Concrètement, après un tronc commun de cinq heures sur les facteurs généraux de l’insécurité routière, les participants sont orientés vers un module « vitesse » ou « produits psychoactifs », à l’issue d’un entretien avec un psychologue. Le module « produits psychoactifs » commence par une séquence de libre expression sur les représentations de chacun à propos des produits et de leurs usages. La deuxième séquence porte sur les « attentes » des participants à l’égard des produits : analyser les raisons de sa consommation, « prendre conscience que la même substance peut produire différents effets et qu’un effet recherché peut être obtenu par différents moyens ». Cette phase se clôt par une « auto-évaluation » de ses pratiques : repérer les usages à risque ou nocifs, identifier les « seuils de sécurité », réfléchir à ce qui amène à conduire après avoir consommé… Une deuxième phase d’« analyse des influences » consiste à confronter ses opinions à celles des autres, afin notamment de prendre conscience de « l’influence du groupe » sur son propre comportement.

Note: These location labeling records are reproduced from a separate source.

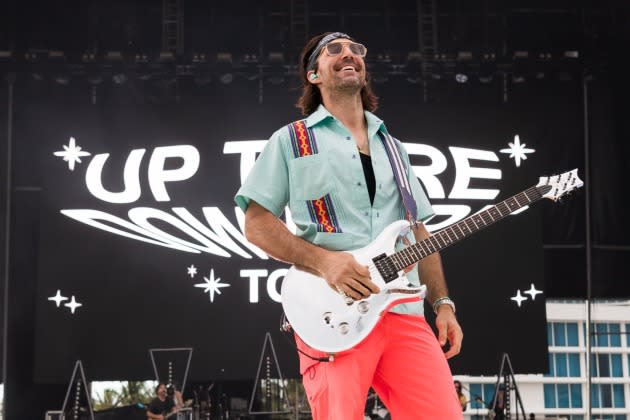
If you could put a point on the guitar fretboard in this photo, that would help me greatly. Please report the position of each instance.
(458, 231)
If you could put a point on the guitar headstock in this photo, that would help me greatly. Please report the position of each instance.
(556, 186)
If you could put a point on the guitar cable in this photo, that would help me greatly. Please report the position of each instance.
(285, 329)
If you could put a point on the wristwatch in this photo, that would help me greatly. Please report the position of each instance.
(443, 301)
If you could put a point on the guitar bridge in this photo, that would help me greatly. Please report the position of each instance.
(385, 267)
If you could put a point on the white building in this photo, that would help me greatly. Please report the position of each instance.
(562, 393)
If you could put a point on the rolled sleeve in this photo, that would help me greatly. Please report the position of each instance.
(268, 182)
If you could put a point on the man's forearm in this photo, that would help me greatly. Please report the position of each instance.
(271, 235)
(430, 269)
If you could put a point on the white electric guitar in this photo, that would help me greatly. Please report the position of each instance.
(327, 322)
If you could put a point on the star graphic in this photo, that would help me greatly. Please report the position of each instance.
(212, 285)
(518, 298)
(532, 291)
(517, 150)
(73, 304)
(72, 153)
(58, 298)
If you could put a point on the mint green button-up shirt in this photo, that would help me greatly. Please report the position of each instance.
(279, 179)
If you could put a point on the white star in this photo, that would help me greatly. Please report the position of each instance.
(212, 285)
(533, 292)
(71, 154)
(58, 298)
(73, 304)
(517, 150)
(518, 298)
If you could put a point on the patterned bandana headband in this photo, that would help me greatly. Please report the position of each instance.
(325, 40)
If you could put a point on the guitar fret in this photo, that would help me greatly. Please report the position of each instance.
(451, 234)
(431, 240)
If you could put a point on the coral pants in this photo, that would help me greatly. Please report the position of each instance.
(401, 359)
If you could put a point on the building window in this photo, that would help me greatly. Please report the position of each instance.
(481, 395)
(606, 365)
(564, 365)
(563, 395)
(606, 335)
(562, 334)
(607, 396)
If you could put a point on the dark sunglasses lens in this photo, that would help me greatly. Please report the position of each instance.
(334, 49)
(357, 49)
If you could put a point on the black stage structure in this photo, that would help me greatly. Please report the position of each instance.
(169, 102)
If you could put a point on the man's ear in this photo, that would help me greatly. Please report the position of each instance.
(312, 77)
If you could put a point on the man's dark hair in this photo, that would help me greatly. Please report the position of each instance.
(311, 97)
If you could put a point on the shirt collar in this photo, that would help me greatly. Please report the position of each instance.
(374, 123)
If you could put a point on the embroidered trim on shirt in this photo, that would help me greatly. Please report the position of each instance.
(302, 139)
(323, 213)
(322, 210)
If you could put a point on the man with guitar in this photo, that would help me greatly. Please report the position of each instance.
(345, 180)
(166, 404)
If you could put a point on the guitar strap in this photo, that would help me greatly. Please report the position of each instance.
(304, 144)
(400, 175)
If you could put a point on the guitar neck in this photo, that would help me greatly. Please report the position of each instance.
(458, 231)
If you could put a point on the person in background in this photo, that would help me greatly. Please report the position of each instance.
(463, 401)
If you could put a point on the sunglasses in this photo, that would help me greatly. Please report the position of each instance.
(334, 49)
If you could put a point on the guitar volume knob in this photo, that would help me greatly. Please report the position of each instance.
(363, 307)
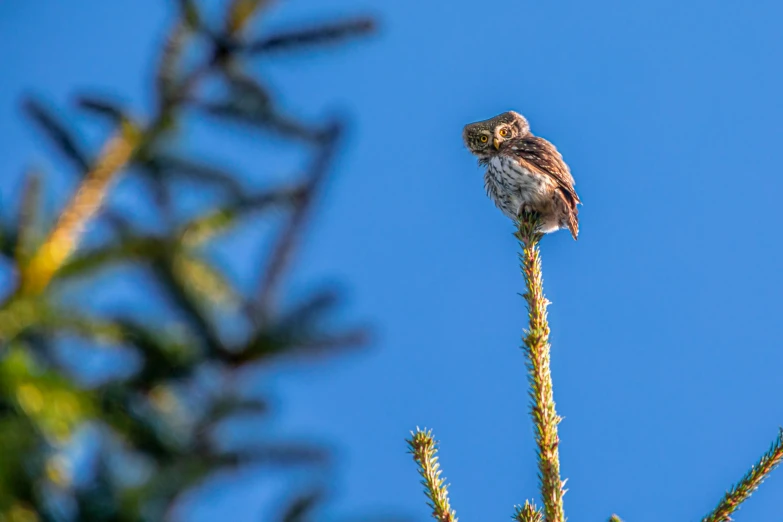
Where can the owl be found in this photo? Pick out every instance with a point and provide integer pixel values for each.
(525, 173)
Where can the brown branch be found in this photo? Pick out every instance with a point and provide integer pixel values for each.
(282, 253)
(87, 200)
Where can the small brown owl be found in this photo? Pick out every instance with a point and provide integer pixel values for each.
(525, 173)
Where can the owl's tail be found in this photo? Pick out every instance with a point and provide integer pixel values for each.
(569, 214)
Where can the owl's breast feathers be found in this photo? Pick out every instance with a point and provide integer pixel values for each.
(540, 159)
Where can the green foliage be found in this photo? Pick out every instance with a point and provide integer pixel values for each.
(154, 429)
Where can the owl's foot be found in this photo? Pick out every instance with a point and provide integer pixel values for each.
(524, 209)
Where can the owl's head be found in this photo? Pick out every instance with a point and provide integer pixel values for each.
(483, 138)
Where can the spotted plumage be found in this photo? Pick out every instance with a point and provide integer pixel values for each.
(524, 173)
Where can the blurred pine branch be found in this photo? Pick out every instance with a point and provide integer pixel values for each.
(152, 430)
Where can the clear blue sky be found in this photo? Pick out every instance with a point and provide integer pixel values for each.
(666, 313)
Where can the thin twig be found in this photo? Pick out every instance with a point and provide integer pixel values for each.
(87, 200)
(536, 347)
(528, 513)
(748, 484)
(282, 253)
(425, 452)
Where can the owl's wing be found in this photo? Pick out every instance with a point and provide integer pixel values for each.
(538, 155)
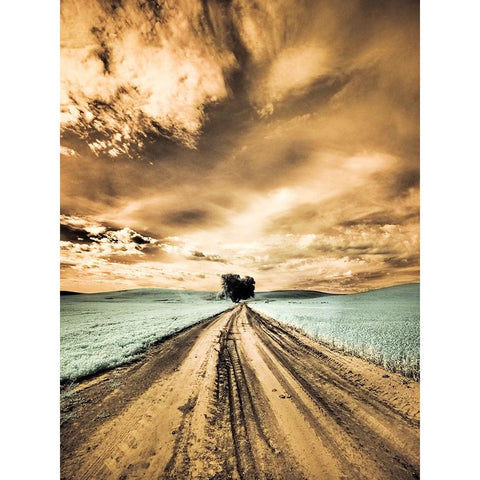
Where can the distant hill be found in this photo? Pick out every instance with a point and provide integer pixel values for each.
(278, 294)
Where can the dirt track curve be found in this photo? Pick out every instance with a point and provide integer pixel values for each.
(241, 396)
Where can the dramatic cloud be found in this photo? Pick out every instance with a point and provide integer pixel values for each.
(277, 139)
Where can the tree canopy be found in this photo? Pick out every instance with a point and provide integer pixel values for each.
(237, 288)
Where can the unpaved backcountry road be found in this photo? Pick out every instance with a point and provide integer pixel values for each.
(240, 396)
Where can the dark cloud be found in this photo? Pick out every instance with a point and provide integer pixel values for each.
(283, 136)
(207, 258)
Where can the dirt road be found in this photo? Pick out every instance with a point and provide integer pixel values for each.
(240, 396)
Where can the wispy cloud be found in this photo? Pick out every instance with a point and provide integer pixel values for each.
(279, 140)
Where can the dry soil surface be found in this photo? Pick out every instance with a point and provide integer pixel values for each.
(241, 396)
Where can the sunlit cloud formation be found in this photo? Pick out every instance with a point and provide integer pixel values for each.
(277, 139)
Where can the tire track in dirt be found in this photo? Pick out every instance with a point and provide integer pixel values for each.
(251, 399)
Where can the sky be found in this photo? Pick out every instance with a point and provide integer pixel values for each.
(276, 139)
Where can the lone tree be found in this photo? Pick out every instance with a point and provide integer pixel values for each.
(237, 288)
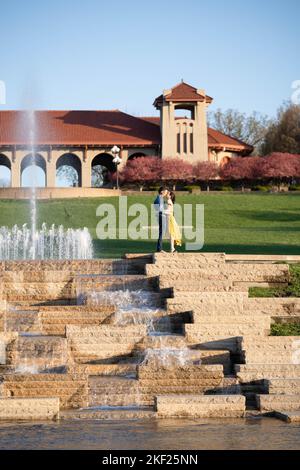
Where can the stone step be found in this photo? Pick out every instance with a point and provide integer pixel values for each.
(17, 409)
(271, 403)
(154, 299)
(215, 270)
(114, 282)
(97, 266)
(288, 416)
(290, 386)
(71, 389)
(270, 350)
(104, 369)
(180, 371)
(110, 413)
(200, 406)
(104, 341)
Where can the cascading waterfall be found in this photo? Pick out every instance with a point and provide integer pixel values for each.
(132, 307)
(25, 242)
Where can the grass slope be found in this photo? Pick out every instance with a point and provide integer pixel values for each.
(234, 223)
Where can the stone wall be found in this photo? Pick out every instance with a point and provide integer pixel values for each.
(16, 409)
(200, 406)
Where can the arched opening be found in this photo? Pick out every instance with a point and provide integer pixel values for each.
(136, 155)
(102, 168)
(33, 171)
(224, 161)
(68, 171)
(5, 171)
(184, 111)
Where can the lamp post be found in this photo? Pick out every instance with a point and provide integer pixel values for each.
(116, 160)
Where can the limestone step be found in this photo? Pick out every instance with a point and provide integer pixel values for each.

Plusieurs séquences sont ensuite consacrées à l’acquisition de techniques pour développer ses capacités d’affirmation, de communication et son sentiment d’efficacité. La troisième phase d’« ajustement » permet à la personne de faire le point sur son niveau de motivation à changer de pratiques, de repérer son « comportement cible » (souhaité), de réfléchir à des moyens alternatifs pour répondre à ses besoins (de plaisir, notamment), d’apprendre des techniques de gestion du stress, et de mettre en place des stratégies personnelles favorisant l’attention aux autres et « l’intégration de la loi comme protectrice ».
Version consolidée du 21 juillet 2015 de l’arrêté du 26 juin 2012 fixant les conditions d’exploitation des établissements chargés d’organiser les stages de sensibilisation à la sécurité routière.